Sometime ago I was brought to a child psychologist to determine why I spoke with a British accent. Nobody could figure out how I assumed such behavior when I was born and raised in a small Colorado town high up in the mountains without so much as a proper cup of English tea within 500 miles.

Doctors, scientists and authorities alike were baffled when I was given an MRI revealing strange patterns on the frontal lobe of my brain. The patterns of my brain activity took on shapes that were determined to resemble mushrooms. Mushrooms of all things; can you imagine?

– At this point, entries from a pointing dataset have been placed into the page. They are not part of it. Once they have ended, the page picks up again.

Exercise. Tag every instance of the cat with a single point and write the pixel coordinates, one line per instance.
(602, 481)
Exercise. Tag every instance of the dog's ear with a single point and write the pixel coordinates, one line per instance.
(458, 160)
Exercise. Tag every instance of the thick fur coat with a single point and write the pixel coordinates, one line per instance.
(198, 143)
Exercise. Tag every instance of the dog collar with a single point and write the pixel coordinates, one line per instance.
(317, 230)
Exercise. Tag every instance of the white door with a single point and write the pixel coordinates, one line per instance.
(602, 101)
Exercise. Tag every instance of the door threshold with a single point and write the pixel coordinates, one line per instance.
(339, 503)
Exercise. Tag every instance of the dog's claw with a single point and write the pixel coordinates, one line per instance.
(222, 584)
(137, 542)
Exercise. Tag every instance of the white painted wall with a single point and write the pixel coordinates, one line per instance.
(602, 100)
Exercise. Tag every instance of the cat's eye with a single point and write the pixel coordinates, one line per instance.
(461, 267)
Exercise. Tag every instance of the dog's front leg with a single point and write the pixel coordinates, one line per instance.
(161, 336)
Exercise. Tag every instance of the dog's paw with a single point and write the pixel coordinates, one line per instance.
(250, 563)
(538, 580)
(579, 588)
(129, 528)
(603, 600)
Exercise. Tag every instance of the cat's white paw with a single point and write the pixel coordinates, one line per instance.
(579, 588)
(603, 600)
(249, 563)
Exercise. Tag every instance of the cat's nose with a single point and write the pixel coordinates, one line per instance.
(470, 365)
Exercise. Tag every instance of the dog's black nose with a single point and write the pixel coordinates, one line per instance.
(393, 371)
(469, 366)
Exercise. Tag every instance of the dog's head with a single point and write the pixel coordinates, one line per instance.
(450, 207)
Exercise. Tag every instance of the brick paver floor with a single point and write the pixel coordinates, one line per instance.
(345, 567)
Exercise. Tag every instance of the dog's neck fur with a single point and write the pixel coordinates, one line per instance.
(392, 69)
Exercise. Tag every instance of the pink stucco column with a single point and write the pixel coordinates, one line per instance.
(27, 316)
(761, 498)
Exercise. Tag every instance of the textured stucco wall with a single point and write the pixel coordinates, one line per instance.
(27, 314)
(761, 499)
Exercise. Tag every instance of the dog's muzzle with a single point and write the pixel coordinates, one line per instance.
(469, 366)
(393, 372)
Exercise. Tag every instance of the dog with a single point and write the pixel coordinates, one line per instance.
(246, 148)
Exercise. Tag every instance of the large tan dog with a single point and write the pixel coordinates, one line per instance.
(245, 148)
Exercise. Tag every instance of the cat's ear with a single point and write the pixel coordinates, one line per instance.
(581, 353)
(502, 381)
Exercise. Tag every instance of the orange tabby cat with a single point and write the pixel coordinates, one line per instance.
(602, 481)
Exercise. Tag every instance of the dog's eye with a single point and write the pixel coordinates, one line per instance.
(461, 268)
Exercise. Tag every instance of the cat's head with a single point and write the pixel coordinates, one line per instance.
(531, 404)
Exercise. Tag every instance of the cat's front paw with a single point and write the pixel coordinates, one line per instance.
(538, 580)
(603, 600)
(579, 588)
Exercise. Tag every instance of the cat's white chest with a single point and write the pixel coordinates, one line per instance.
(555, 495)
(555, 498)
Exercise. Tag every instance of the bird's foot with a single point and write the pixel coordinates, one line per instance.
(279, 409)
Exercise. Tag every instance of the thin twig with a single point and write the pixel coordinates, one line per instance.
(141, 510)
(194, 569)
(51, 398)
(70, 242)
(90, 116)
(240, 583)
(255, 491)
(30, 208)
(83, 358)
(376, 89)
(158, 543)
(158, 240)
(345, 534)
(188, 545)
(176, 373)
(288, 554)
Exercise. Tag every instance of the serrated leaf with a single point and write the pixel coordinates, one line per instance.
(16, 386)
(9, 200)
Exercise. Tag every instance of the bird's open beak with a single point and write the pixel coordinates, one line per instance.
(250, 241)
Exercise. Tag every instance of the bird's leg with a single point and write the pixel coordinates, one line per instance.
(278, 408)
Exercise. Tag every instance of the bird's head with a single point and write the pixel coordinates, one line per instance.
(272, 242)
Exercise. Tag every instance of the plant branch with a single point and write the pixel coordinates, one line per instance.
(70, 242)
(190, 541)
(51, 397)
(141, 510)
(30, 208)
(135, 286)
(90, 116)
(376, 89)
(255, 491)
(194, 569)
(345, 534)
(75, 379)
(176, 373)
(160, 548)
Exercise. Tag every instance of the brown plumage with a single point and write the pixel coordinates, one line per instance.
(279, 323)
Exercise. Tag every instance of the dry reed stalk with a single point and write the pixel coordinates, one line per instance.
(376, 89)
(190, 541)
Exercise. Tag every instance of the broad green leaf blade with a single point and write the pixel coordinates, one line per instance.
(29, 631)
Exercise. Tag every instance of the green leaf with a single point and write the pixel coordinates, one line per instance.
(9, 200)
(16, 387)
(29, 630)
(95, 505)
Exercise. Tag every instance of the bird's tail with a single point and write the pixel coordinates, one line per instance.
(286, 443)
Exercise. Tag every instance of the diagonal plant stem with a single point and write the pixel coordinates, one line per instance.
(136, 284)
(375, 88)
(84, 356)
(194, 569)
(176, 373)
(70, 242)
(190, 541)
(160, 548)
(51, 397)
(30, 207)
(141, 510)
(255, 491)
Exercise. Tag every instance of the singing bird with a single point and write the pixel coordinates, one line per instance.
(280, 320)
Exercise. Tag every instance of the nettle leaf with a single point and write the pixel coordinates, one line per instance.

I was studied by experts and made to take many cognitive and behavioral tests. I was shown photos of cats, as I recall in one study. Scientists jotted down busily on yellow pads of paper when I questioned how the cats could not be grinning.

I was observed for hours on end trying to make my way through hallway mirrors.

I remember they once put me into a corridor with several doors varying in size. A panel of doctors stood and observed as I pulled and prodded myself; trying to squeeze through the smallest door without even looking at any of the others. I became trapped, and I scolded myself quite severely for being so careless as not to check the table for a shrinking potion before entering such a tiny door. There was no garden, as I had hoped, on the other side and I had to be cut from the miniature doorway by electric power tools.  “Astounding,” said a wire haired gray man with coke bottle glasses, a lab coat and clipboard. He was flabbergasted and perplexed by my behavior.  He wrote a very scientific paper about my condition and won a Nobel Prize.

After many months of professional observation it was determined I had developed a new sort of dementia and they named it Jabberwocky of the Frontal Lobe, since all my troubles rose out of a need to engage in the Wonderland described in the Lewis Carroll classic. However, it was made certain by the doctors, scientists, and authorities that my condition was harmless and I would probably grow out of it in my teenage years.

I tell you, dear reader, of my fairytale brain misfortunes, only to prepare you for the prevalent message of nonsense in my writings to come.

Please do not fret; I assure you I am quite well, and perfectly capable of functioning in society.  Jam yesterday, jam tomorrow but never jam today, as the saying goes.

To quote The White Queen, “It’s a poor sort of memory that only works backwards.”